What would be helpful is n local retries and if that doesn't work just copy the file anyway with best effort and provide a warning or error.

Right now if after n retries the file cannot be copied correctly, it is removed on the target.
The full resync isn't helpful in my case, because other files could be in use at that point.

So the low-level retry is what I need and what works without --local-no-check-updated

The ideas of VSS or LVM snapshots are good! But too much efforts for just log-files failing during backup.
My backup solution takes care about Notes/Domino database backups using functionality from the application to keep files consistent. Those operations are done per database and I am just leveraging normal copy operations.

So rclone just is a backup of the remaining data - that's what I use the excludes for.
For what I am doing with those files rclone is the perfect tool. I am mirroring those remaining files to a remote location.

Thanks you for all your help!

-- Daniel

Ah, I'd forgotten about that.

I've been thinking about changing that logic - it doesn't work on most cloud providers anyway - it only really works on the local and the sftp backend.

So currently what rclone does is if a copy is corrupted, it deletes the destination file.

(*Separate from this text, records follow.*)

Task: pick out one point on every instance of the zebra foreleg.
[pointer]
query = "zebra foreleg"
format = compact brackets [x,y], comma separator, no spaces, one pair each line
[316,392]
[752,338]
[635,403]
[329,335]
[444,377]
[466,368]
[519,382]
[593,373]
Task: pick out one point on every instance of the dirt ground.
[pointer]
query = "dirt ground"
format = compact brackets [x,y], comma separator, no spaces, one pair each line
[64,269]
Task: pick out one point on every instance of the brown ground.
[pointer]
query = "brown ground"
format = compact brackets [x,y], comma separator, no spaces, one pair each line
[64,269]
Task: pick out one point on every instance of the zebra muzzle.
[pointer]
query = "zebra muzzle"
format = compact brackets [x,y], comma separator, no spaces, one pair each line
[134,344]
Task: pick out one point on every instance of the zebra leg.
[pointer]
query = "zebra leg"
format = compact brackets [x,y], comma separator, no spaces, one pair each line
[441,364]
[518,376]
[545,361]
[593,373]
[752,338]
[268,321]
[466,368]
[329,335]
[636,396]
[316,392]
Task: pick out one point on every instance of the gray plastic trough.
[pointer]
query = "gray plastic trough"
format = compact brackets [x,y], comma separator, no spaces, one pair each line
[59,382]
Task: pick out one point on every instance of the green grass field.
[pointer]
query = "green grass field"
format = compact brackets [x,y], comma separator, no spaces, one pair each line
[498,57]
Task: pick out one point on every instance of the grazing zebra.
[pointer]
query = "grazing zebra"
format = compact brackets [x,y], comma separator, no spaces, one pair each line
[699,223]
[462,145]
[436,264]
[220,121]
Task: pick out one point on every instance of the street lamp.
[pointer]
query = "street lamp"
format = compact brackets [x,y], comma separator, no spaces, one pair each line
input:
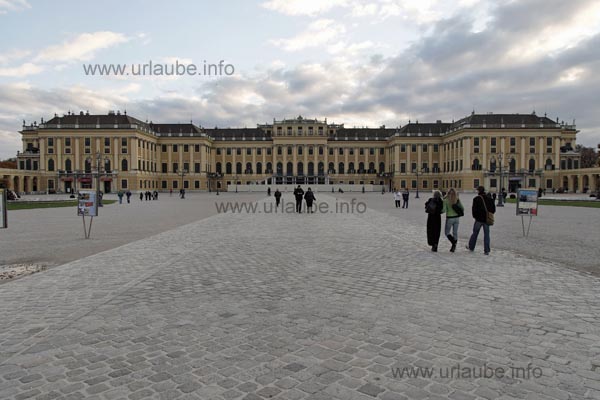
[182,173]
[501,194]
[417,172]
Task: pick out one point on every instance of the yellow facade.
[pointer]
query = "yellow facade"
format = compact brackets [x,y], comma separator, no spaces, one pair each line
[520,150]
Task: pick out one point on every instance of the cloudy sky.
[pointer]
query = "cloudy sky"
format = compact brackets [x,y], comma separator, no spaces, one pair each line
[358,62]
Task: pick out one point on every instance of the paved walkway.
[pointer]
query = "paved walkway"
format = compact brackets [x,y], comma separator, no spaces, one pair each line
[286,306]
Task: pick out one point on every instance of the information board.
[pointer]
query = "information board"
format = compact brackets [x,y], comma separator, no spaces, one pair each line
[3,213]
[87,204]
[527,202]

What do you think about changing that?

It would make sense to have a way to configure to keep the file.
But if this has been behaving like this for a while, I would keep the current behavior the default.

Also having the documentation update for others to understand the current logic better.

It took me a while to understand the two different concepts of local retry and the full retry loop.

-- Daniel

OK I put that on the to do list :slight_smile: